You can transform this into a decision problem under risk. Assuming that, say, in option A, you’re not reasoning as though 6 is more probable than 10 because 6 is closer to 5 than 10 is (your problem statement did not indicate anything like this), then you can assign an expected utility to each option by making an equiprobable prior over the open interval including the set of possible utilities for each action. For example, since there are 10 members in the set defined as the open interval with 0 and 10 as lower and upper bounds, you would assign a probability of 0.1 to each member of the set. Furthermore, the expected utility for each Option is as follows:
A = (0*0.1) + (1*0.1) + (2*0.1) + (3*0.1) + (4*0.1) + (5*0.1) +(6*0.1) + (7*0.1) + (8*0.1) + (9*0.1) + (10*0.1) = 1.5
B = 0
C = 0.3
D = −61
The expected utility formalism prescribes A. Choosing any other option violates the Von Neumann-Morgenstern axioms.
However, my guess is that your utilities are secretly dollar values and you have an implicit utility function over outcomes. You can represent this by introducing a term u into the expected utility calculations that weights the outcomes by their real utility. This makes sense in the real world because of things like gambler’s ruin. In a world of perfect emptiness, you have infinite money to lose, so it makes sense to maximize expected value. In the real world, you can run out of money, so evolution might make you loss averse to compensate. This was the original motivation for formulating the notion of expected utility (some quantitative measure of desirableness weighted by probability), as opposed to the earlier notion of expected value (dollar value weighted by probability).
Your analysis misses the point that you may play the game many times and change your estimates as you go.
For the record, 10 ± 5 means an interval from 5 to 15, not 0 to 10, and in any case I intended it as a shorthand for a bell-like distribution with a mean of 10 and a standard deviation of 5.
Yeah, I parsed it as 5 +/- 5 some how. Might have messed up the other ones too.
Wouldn’t you just maximize expected utility in each iteration, regardless of what estimates are given in each iteration?
You would indeed maximize EV in each iteration, but this EV would also include a factor from value of information.
Ah, okay. I went downstairs for a minute and thought to myself, “Well, the only way I get what he’s saying is if we go up a level and assume that the given utilities are not simply changing, but are changing according to some sort of particular rule.”
Also, I spent a long time writing my reply to your original problem statement, without refreshing the page, so I only read the original comment, not the edit.

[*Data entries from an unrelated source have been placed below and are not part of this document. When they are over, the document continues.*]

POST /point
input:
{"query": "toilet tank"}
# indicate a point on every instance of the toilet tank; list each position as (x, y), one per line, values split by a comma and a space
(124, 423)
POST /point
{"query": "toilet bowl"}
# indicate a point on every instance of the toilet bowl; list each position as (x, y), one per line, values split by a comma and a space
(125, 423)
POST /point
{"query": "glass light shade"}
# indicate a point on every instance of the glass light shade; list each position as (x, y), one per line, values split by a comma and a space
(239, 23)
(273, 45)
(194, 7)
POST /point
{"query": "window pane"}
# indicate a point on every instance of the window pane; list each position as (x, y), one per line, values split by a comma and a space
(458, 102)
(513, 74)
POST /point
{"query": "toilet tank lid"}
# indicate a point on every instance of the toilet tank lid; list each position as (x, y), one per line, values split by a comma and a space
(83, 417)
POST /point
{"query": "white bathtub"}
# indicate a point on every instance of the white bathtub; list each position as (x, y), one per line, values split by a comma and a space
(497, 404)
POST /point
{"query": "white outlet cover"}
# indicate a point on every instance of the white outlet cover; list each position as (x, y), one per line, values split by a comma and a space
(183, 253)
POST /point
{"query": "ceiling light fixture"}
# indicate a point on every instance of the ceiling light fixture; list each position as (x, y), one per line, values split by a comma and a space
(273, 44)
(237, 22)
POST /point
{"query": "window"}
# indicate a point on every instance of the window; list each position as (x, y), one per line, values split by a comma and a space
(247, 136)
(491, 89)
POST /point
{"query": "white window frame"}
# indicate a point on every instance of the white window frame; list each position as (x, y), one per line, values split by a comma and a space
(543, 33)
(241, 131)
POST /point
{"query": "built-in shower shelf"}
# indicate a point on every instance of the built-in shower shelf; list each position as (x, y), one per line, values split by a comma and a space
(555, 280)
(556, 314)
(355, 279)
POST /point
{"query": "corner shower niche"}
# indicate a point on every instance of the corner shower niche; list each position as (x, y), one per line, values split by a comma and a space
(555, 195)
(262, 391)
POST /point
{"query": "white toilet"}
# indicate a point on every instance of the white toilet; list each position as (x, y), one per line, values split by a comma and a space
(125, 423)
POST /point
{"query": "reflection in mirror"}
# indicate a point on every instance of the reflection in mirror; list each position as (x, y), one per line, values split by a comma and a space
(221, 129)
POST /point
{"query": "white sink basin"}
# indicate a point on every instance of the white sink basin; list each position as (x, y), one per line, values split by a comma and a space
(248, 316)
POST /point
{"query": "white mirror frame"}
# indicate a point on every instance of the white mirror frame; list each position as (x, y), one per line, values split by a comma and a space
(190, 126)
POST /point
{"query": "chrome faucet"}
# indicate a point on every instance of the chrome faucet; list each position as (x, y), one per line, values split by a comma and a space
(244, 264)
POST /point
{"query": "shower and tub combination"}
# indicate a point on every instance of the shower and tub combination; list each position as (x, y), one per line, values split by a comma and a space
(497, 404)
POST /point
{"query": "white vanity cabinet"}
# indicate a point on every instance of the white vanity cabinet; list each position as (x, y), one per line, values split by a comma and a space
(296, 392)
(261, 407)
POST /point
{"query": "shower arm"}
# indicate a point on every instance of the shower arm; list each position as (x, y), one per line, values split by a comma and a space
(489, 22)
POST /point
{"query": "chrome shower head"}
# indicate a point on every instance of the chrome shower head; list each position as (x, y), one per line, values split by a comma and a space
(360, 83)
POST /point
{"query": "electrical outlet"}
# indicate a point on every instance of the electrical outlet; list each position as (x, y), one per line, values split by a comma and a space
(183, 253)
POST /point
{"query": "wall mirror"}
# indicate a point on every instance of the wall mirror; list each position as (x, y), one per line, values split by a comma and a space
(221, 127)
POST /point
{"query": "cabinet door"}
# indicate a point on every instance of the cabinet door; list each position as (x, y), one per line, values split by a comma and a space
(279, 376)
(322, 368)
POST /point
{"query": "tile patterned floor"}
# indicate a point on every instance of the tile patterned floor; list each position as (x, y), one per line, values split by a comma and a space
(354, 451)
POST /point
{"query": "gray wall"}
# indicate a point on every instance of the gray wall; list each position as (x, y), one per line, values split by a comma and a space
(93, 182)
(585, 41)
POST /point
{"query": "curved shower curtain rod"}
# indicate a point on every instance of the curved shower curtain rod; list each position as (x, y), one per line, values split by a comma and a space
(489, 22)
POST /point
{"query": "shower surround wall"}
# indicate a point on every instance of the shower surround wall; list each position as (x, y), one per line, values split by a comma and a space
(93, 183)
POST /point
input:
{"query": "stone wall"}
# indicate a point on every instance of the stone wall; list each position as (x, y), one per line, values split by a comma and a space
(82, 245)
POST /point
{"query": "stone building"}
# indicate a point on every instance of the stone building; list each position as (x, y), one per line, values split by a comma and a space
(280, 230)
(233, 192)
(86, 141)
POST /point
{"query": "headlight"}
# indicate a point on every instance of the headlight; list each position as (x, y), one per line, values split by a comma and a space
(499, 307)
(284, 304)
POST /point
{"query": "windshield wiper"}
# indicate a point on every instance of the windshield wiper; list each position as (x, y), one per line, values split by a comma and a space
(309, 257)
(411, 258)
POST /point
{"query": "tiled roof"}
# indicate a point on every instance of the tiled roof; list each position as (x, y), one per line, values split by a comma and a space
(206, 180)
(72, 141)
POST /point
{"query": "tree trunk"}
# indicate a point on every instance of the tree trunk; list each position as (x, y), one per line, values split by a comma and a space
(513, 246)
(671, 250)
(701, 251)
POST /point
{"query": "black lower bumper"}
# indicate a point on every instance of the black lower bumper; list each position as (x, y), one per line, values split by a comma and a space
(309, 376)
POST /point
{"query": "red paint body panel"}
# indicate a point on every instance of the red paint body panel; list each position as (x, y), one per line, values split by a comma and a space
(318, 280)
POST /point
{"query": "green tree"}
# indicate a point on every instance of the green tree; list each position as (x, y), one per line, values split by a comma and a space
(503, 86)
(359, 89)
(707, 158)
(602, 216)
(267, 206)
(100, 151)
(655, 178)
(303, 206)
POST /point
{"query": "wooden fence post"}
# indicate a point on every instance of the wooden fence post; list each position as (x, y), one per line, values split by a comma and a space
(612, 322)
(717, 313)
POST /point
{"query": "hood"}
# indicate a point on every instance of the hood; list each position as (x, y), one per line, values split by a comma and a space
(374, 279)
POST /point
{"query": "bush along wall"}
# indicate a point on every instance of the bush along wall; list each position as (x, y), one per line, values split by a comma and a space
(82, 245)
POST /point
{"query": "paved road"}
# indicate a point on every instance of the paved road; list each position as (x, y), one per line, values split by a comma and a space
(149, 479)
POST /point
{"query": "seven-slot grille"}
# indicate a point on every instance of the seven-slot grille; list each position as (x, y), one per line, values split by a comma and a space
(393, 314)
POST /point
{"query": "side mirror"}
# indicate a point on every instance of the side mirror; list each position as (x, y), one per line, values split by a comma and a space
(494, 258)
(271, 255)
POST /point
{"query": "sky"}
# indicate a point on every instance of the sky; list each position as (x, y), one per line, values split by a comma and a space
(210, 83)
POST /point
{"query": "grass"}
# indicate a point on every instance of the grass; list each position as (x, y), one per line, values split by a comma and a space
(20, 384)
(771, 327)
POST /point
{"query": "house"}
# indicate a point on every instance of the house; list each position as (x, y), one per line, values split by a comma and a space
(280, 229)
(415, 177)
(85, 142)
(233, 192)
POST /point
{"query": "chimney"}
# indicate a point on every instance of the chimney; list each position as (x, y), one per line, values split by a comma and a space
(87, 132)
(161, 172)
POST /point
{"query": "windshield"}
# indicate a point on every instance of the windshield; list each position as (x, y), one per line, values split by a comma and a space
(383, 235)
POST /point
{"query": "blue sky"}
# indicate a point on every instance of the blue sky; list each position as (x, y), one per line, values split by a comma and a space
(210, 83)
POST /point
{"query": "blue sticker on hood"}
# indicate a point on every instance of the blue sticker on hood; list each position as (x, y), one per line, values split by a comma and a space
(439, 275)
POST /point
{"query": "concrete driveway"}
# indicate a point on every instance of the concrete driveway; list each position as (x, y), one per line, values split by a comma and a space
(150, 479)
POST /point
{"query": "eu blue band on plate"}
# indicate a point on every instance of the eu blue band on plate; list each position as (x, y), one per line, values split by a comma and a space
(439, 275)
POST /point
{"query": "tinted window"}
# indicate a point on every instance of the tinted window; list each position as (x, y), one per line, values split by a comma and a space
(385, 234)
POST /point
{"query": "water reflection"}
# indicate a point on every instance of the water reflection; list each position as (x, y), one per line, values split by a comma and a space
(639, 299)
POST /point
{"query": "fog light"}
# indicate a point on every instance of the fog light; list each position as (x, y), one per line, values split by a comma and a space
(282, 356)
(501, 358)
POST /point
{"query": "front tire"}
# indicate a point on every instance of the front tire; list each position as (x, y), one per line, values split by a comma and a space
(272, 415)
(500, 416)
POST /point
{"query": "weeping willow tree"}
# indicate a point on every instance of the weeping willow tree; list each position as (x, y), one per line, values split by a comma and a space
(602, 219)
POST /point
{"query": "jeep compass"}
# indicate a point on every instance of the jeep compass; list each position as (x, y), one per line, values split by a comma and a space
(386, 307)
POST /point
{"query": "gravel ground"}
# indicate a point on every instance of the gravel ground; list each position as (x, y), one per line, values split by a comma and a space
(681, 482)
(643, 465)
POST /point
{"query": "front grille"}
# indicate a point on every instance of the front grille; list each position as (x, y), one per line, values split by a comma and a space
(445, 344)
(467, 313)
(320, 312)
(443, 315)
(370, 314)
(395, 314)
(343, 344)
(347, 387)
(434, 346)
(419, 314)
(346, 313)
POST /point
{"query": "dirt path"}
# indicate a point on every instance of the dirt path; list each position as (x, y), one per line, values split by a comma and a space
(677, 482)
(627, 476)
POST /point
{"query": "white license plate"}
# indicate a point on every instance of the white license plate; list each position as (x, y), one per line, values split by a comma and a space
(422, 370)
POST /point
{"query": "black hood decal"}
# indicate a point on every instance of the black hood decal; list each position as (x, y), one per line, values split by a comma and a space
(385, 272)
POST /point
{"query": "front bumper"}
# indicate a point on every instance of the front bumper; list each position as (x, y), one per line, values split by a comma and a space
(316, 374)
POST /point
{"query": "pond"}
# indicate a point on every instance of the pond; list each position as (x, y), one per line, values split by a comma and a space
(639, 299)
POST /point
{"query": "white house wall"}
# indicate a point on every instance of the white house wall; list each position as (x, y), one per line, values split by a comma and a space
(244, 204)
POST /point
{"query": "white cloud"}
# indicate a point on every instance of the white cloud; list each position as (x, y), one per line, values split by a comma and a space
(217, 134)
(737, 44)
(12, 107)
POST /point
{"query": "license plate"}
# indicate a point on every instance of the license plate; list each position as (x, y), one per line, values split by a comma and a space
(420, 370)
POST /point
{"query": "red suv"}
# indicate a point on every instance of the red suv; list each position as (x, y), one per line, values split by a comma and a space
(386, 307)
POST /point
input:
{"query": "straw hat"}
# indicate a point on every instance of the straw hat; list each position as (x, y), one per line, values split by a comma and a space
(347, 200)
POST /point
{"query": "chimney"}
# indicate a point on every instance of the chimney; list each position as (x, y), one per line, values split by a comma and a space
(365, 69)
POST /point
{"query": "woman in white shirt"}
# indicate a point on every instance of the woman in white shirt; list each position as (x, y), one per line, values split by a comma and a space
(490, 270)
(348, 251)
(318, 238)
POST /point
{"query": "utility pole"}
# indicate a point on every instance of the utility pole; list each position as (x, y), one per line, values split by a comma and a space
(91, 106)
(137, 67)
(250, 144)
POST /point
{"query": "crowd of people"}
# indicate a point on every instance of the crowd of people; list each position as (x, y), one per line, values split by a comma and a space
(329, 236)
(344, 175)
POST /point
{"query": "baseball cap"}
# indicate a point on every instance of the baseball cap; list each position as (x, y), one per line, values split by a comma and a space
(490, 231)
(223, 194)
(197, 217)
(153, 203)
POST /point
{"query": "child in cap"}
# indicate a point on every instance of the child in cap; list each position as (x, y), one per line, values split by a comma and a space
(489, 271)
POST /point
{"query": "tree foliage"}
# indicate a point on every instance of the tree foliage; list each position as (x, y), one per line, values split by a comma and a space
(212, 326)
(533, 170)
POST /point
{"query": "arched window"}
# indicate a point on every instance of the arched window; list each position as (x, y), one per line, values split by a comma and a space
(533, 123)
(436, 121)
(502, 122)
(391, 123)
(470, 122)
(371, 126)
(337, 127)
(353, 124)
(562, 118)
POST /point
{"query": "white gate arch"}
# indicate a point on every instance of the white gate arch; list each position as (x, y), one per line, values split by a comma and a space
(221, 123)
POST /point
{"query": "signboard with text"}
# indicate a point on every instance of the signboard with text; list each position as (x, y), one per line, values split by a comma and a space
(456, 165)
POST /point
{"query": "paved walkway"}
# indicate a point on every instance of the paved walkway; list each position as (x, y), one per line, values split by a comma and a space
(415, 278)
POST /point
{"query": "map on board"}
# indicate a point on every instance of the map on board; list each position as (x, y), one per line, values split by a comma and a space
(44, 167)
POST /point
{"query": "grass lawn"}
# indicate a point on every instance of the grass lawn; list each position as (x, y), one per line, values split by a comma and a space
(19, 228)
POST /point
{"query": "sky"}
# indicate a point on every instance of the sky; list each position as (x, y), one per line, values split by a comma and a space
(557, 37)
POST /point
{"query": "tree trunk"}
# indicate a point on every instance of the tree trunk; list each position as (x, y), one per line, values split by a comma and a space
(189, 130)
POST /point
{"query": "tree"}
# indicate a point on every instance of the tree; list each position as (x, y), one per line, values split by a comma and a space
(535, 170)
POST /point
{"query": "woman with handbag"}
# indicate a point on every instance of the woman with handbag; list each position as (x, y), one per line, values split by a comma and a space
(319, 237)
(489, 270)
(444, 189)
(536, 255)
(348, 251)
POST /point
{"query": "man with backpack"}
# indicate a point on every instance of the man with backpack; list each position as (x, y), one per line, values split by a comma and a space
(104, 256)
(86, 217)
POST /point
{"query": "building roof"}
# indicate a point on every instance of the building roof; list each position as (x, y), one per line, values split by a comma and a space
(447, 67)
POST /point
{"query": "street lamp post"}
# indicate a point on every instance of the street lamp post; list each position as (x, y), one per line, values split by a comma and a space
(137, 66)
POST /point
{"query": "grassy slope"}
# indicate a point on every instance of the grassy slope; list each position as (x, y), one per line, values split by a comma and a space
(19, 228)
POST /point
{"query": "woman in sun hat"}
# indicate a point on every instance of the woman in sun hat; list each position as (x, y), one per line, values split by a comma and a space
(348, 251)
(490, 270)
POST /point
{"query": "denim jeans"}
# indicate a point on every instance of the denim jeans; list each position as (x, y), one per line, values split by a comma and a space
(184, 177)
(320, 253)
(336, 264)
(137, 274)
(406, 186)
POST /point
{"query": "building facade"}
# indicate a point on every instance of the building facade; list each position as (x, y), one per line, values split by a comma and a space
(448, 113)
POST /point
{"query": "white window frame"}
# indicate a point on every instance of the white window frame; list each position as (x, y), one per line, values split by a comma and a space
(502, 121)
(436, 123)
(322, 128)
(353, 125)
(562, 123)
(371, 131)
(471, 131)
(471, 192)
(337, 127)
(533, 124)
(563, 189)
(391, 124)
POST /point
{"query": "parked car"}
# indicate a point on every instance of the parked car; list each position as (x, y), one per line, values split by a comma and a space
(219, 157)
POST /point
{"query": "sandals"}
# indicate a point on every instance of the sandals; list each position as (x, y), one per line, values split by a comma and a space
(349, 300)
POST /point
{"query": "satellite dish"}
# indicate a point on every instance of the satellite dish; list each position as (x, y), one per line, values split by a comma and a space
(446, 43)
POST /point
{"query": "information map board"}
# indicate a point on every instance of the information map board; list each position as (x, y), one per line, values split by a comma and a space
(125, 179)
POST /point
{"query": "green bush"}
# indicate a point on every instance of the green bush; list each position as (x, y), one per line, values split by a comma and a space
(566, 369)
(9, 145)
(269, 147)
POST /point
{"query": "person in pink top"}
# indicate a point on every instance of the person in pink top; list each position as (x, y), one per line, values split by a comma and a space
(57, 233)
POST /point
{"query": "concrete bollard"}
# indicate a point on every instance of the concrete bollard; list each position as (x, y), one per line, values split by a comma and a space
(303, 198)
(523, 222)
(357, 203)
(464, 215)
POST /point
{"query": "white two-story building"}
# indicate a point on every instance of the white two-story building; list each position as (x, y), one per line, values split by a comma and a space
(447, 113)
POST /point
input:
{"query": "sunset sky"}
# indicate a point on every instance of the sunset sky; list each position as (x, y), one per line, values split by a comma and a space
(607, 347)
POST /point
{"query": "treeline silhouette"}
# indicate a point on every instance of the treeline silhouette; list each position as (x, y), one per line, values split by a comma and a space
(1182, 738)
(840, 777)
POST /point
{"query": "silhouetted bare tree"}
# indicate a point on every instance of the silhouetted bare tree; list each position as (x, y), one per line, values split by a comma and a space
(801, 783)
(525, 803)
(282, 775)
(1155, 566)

That might explain why I didn’t immediately notice that you were talking about value of information, if I seemed a little pedantic in my earlier comment with all of the math.
Back to the original point that brought this problem up, what’s going on inside the brain is that the brain has assigned utilities to outcomes, but there’s a tremble on its actions caused by the stochastic nature of neural networks. The brain isn’t so much uncertain about utilities as it is believing that its utility estimates are accurate and randomly not doing what it considers most desirable.
That’s why I wrote, in the original comment:
Does that make sense?
Congratulations on good thinking and attitude :)
Yes, I get that. What I meant to suggest to you in the broader picture, is that this “tremble” might be evolution’s way to crudely approximate a fully rational agent, who makes decisions based on VOI.
So it’s not necessarily detrimental to us. Sometimes it might well be.
The main takeaway from all that I have said is it that replacing your intuition with “let’s always take option A because it’s the rational thing to do” just doesn’t do the trick when you play multiple games (as is often the case in real life).